Am Sonntag war es dann soweit. Das Frauenteam von Union Berlin hat die zweite Begegnung in den Aufstiegsspielen bei Henstedt-Ulzburg souverän mit 2:0 runtergespielt und ist in die zweite Liga aufgestiegen. Das Fazit von Torjägerin Sarah Abu Sabbah lautete nach dem Spiel: "Wir sind in die 2. Bundesliga aufgestiegen, ungeschlagen, die geilste Mannschaft, die geilsten Fans! Dass es so überragend läuft, hat keiner erwartet und daher bin ich einfach unfassbar stolz."
Dass diese unglaubliche Saison keiner erwartet hätte, ist bei der schier unglaublichen Dominanz der Unionerinnen in der Regionalliga Nordost kaum vorstellbar. Denn die Spielzeit war wahrlich historisch.

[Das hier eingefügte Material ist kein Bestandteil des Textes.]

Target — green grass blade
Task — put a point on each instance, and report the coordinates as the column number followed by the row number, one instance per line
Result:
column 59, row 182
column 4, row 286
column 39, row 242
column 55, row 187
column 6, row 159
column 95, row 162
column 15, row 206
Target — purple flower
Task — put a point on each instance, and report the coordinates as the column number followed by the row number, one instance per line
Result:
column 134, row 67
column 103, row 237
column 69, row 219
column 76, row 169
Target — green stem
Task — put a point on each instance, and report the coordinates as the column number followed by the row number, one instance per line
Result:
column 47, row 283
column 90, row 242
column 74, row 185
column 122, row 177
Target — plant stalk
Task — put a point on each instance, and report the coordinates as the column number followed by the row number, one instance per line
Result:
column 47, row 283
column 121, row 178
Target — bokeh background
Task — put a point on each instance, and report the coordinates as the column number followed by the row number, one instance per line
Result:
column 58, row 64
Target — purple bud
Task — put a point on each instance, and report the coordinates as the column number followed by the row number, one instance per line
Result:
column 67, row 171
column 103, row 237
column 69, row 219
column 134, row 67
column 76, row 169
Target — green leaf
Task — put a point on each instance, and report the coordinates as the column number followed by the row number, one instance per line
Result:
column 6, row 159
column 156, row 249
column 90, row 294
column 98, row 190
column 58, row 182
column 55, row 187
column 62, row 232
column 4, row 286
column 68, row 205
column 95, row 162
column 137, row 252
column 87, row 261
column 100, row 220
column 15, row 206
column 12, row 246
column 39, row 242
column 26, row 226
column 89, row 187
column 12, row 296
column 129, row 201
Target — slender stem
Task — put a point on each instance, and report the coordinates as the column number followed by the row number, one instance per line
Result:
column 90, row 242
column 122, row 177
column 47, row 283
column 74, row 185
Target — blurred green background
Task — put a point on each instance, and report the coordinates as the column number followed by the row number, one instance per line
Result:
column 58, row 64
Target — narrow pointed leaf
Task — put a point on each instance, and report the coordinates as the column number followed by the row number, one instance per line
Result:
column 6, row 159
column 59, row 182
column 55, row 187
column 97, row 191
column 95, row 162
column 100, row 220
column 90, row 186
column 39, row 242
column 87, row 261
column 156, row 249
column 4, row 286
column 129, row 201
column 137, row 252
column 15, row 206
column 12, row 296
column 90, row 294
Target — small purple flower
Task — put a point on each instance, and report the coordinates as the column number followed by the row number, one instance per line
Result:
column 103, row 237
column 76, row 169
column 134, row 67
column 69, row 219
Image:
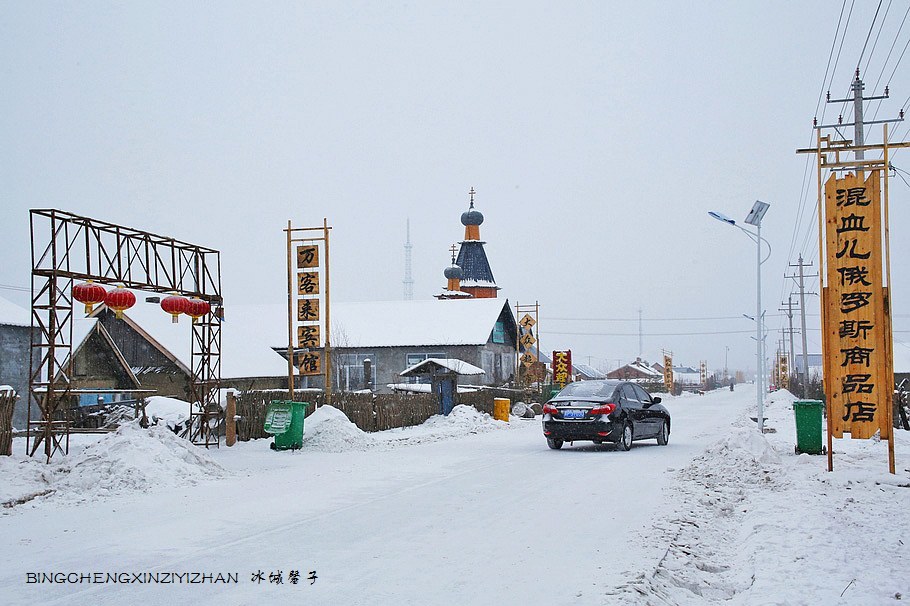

Vor Beginn der Saison sagte Trainerin Ailien Poese noch: "Wir wollen jedes Spiel gewinnen." (nd.de) In der Regel sagen das gerne Fußball-Lehrerinnen und -Lehrer nach einem Spiel, bei dem es wieder nur zum Unentschieden gereicht hat, obwohl man doch so viel Siegeswillen ausstrahlen will.
Poese allerdings meinte es ernst. Und ihr Team hat das genau das gemacht - jedes einzelne Spiel wurde gewonnen. In der Regionalliga Nordost hat das noch kein Team geschafft. Nur zwei Vereine waren fast so gut wie die Köpenickerinnen: Hertha Zehlendorf 1996/97 und Tennis Borussia Berlin 2000/01. Beide mussten kurz vor Saisonschluss Federn lassen und verpassten die perfekte Saison.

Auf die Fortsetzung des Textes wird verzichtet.